La DPJ n’avait pas l’adresse

L’intervenante de la DPJ attitrée à son dossier a aussi expliqué à la coroner Géhane Kamel qu’elle avait réussi à trouver une place d’hébergement à Audrey Gagnon. Mais celle-ci a cessé de répondre aux appels de la DPJ à partir du 16 avril en après-midi.

La DPJ n’a jamais réussi à obtenir l’adresse où sont allées vivre Audrey et Rosalie après leur départ de Marie-Rollet. La mère n’avait pas été capable de la fournir. La coroner s’est demandé pourquoi la DPJ n’avait pas adopté des moyens plus énergiques pour la retrouver.

« Vous avez une situation possiblement explosive avec l’information reçue de Marie-Rollet, est-ce qu’il vous vient à l’esprit de dire à un superviseur : on a un problème avec Mme Gagnon ? », a demandé la coroner à l’intervenante de la DPJ, qu’une ordonnance nous empêche de nommer.

Audrey Gagnon a connu une enfance difficile.
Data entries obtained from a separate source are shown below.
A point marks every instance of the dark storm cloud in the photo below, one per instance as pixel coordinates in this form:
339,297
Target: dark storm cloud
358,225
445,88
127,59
Elle a vécu plusieurs années en famille d’accueil. L’idée que sa fille vive la même chose la « terrifiait », a-t-elle raconté.

« J’avais peur de me faire enlever ma fille. Quand j’étais jeune, j’ai vécu dans plusieurs familles d’accueil. Je ne voulais pas que ma fille vive la même chose parce que j’ai vécu plusieurs abus. »
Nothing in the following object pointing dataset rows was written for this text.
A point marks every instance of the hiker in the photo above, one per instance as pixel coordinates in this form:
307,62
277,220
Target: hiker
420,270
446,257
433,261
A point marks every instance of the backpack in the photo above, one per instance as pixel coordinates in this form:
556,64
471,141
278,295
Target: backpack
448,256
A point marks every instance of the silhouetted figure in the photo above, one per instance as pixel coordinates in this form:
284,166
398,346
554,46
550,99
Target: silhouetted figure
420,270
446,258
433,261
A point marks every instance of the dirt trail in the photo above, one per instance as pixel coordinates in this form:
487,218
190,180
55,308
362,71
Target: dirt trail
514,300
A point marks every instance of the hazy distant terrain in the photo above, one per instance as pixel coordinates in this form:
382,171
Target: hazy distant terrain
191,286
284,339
La femme avait eu des problèmes de consommation de drogue et d’alcool. Elle suivait un traitement à la méthadone. En 2014, elle avait plaidé coupable à une accusation de voies de fait graves. Elle avait passé six mois en détention. Audrey Gagnon avait aussi déjà été hospitalisée pour une psychose toxique.

Le 18 avril, elle a conduit les policiers de Québec jusqu’à un bac vert qui contenait le corps de sa fille.

Après les faits, un oncle et une tante lui ont demandé pourquoi elle n’était pas venue chercher secours chez eux. « Mais ce n’est pas une solution qui m’est venue à l’esprit », a expliqué Mme Gagnon.

Les témoignages dans le cadre de l’enquête du coroner doivent se conclure ce vendredi.